RAAT and MPD are really very different systems. One is a media player. The other is audio distribution infrastructure designed to produce interoperability across dozens of manufacturers + DIYers with the absolute minimum of required firmware updates in the wild.

RAAT uses a dynamically defined network protocol. This means that we can fix bugs and make improvements to code running on RAAT devices without waiting for each company to release firmware updates, and without forcing users to go through manual update processes. Dynamically defined network protocols present a different workload than inflexible “baked-in” protocols, and also a different workload than decoding media (which often benefits greatly from CPU features like MMX/SSE).

Exactly how each kind of thing plays out on each device varies based on too many factors.

The BDP-1, in particular, is somewhat unique among Roon Ready devices: it uses a rather primitive embedded x86 CPU. It is cache poor, and fairly archaic in its approaches to branch prediction, out-of-order execution, etc.
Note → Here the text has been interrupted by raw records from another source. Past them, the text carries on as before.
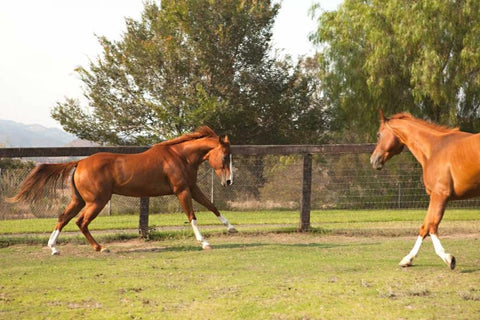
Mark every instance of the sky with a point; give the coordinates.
(42, 42)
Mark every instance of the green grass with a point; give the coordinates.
(347, 269)
(330, 217)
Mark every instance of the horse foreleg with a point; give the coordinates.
(90, 213)
(440, 251)
(198, 235)
(185, 199)
(198, 196)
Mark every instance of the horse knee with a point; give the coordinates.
(423, 231)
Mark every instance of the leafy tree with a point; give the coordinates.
(192, 63)
(419, 56)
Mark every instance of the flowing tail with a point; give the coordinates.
(43, 176)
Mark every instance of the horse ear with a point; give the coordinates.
(382, 117)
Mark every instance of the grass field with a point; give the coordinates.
(345, 269)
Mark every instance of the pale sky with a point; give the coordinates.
(43, 41)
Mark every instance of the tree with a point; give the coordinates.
(418, 56)
(192, 63)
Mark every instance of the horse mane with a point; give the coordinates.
(433, 126)
(201, 132)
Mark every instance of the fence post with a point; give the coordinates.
(306, 194)
(143, 223)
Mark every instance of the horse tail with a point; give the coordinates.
(44, 176)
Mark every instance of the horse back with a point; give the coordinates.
(460, 160)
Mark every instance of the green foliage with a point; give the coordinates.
(194, 63)
(417, 56)
(11, 163)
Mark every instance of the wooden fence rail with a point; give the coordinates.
(248, 150)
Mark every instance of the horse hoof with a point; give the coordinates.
(451, 261)
(406, 262)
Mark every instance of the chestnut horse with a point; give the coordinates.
(450, 160)
(168, 167)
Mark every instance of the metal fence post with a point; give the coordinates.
(143, 223)
(306, 194)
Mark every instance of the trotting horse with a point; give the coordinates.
(450, 160)
(168, 167)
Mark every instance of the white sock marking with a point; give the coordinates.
(198, 235)
(439, 248)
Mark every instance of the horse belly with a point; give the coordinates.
(466, 184)
(143, 186)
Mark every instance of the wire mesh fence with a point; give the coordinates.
(340, 181)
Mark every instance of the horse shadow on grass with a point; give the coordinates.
(232, 246)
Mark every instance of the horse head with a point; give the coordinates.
(220, 159)
(388, 144)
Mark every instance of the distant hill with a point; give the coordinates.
(14, 134)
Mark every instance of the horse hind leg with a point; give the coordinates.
(434, 216)
(91, 212)
(440, 251)
(70, 211)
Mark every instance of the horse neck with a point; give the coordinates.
(418, 138)
(195, 151)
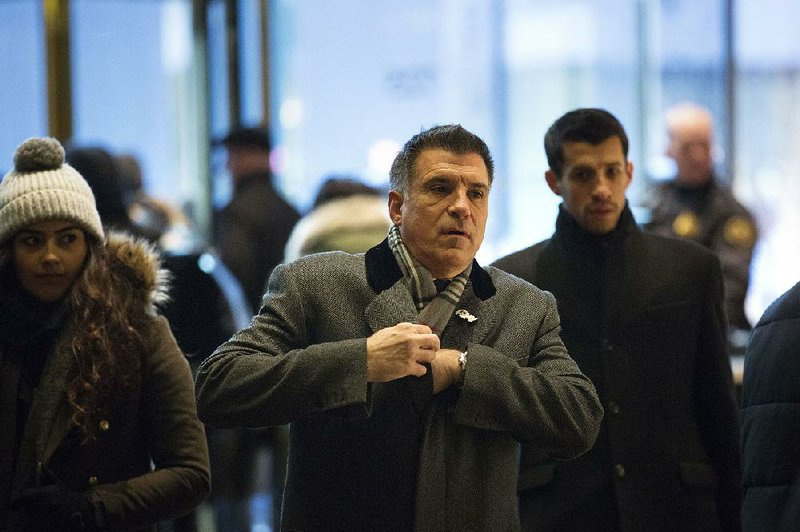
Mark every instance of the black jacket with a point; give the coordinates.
(252, 232)
(771, 419)
(643, 317)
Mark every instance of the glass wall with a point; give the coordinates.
(349, 80)
(133, 91)
(767, 133)
(353, 79)
(23, 89)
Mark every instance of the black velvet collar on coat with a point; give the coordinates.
(383, 272)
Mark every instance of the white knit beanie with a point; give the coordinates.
(43, 187)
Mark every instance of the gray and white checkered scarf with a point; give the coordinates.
(434, 309)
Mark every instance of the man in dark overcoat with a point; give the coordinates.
(409, 373)
(643, 317)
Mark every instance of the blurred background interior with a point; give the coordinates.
(339, 83)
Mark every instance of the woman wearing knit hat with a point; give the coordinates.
(98, 428)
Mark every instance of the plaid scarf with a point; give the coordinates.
(434, 309)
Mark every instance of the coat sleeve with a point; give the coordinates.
(541, 398)
(274, 371)
(175, 439)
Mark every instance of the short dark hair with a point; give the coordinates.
(450, 137)
(590, 125)
(246, 137)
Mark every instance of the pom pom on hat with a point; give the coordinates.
(43, 187)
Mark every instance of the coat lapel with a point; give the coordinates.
(48, 419)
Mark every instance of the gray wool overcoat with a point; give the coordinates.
(303, 360)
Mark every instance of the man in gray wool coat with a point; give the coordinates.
(409, 373)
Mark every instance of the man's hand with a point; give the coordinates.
(446, 370)
(395, 352)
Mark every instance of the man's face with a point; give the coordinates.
(593, 183)
(690, 148)
(442, 217)
(48, 256)
(246, 160)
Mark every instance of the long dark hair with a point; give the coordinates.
(106, 344)
(101, 335)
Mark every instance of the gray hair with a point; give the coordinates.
(451, 137)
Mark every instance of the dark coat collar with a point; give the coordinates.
(383, 272)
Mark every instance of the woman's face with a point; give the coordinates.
(48, 256)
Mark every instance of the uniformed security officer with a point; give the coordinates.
(695, 207)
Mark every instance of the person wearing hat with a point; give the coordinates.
(696, 206)
(252, 229)
(98, 426)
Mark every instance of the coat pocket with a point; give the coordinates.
(698, 474)
(536, 476)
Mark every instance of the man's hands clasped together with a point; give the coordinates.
(404, 349)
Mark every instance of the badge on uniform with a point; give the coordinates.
(686, 225)
(739, 232)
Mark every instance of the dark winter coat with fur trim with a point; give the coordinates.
(153, 422)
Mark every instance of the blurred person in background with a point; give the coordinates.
(98, 427)
(158, 220)
(771, 419)
(252, 229)
(642, 315)
(696, 206)
(347, 215)
(250, 236)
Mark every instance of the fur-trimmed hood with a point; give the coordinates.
(136, 265)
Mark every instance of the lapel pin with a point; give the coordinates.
(465, 315)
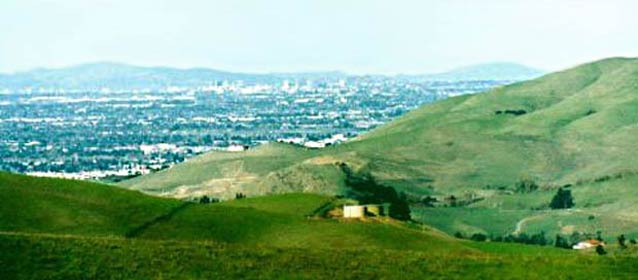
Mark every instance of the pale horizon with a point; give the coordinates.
(356, 37)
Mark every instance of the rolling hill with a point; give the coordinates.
(61, 229)
(575, 127)
(489, 71)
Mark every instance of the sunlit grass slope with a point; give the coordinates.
(577, 126)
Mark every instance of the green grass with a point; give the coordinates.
(581, 125)
(67, 257)
(73, 207)
(270, 237)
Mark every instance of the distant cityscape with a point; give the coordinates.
(137, 126)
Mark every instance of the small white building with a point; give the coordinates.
(236, 148)
(354, 211)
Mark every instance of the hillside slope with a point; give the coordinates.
(64, 229)
(576, 126)
(573, 125)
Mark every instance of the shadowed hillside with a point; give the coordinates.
(64, 229)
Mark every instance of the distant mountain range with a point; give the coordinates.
(489, 71)
(122, 76)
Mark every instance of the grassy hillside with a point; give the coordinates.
(46, 205)
(117, 233)
(99, 258)
(576, 126)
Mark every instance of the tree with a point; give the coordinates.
(621, 241)
(526, 186)
(429, 201)
(600, 249)
(479, 237)
(563, 198)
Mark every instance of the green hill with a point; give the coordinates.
(571, 127)
(64, 229)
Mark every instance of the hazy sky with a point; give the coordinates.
(390, 36)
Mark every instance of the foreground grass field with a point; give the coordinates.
(576, 126)
(70, 257)
(64, 229)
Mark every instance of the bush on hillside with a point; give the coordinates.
(561, 242)
(563, 198)
(526, 186)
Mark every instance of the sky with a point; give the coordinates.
(355, 36)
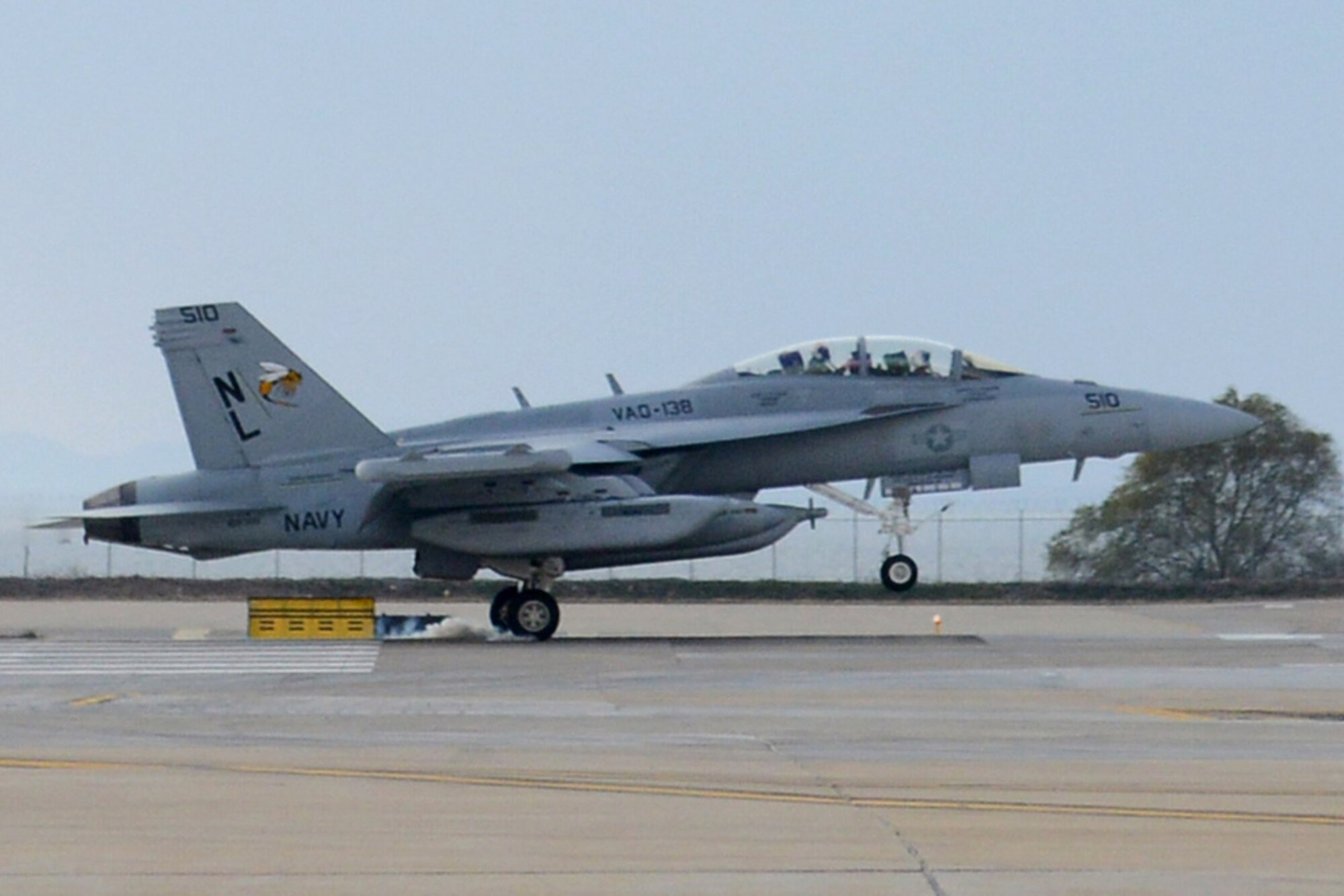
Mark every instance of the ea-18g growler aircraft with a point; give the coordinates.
(283, 461)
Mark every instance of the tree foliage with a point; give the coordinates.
(1264, 506)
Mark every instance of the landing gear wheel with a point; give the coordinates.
(900, 573)
(534, 615)
(501, 609)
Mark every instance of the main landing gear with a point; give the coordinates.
(528, 611)
(898, 572)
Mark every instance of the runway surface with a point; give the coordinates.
(1159, 749)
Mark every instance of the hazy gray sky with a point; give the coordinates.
(435, 202)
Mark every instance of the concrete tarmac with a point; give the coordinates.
(1150, 749)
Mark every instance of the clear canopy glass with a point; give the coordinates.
(873, 357)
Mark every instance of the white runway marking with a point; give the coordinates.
(1271, 636)
(186, 659)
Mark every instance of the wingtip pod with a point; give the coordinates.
(245, 397)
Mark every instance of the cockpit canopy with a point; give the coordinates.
(870, 357)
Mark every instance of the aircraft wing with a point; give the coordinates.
(142, 511)
(427, 463)
(489, 461)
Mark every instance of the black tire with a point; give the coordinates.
(900, 573)
(534, 615)
(501, 609)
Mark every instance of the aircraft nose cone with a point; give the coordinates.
(1177, 424)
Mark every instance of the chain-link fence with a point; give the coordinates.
(841, 547)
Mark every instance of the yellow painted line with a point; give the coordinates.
(713, 793)
(95, 701)
(1158, 713)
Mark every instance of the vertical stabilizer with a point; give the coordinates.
(245, 398)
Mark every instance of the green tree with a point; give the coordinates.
(1264, 506)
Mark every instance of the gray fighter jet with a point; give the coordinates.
(283, 461)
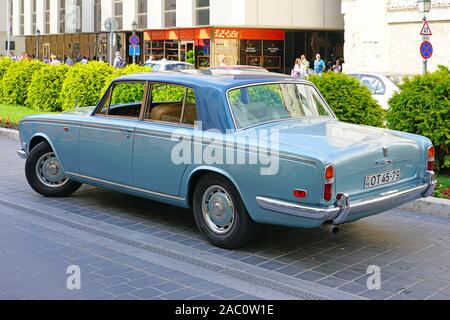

It does have MMX, though. This combination of tradeoffs would make a workload like RAAT (primarily protocol unpacking, interpreting dynamic network protocol, packet reassembly) more challenging for that CPU than a workload like FLAC->ALSA (MMX and memcpy).

Overall, I don’t put huge stock in this sort of comparison. Assuming Bryston has done their job well, and I believe that they have, modest differences in CPU usage should not be allowed to impact the sound quality. There is a lot of “it depends” in constructing a test and measuring this sort of thing. I brought up “differences” in CPU usage patterns to draw attention to the fact that RAAT and MPD take extremely different approaches to audio playback, not to suggest a mechanism of causation for a particular anecdotal report.

This is a good overview of the design goals of RAAT.. It might be a little bit surprising how much non-audio-related stuff is required to make a protocol like this successful. Getting audio playback right is just table stakes.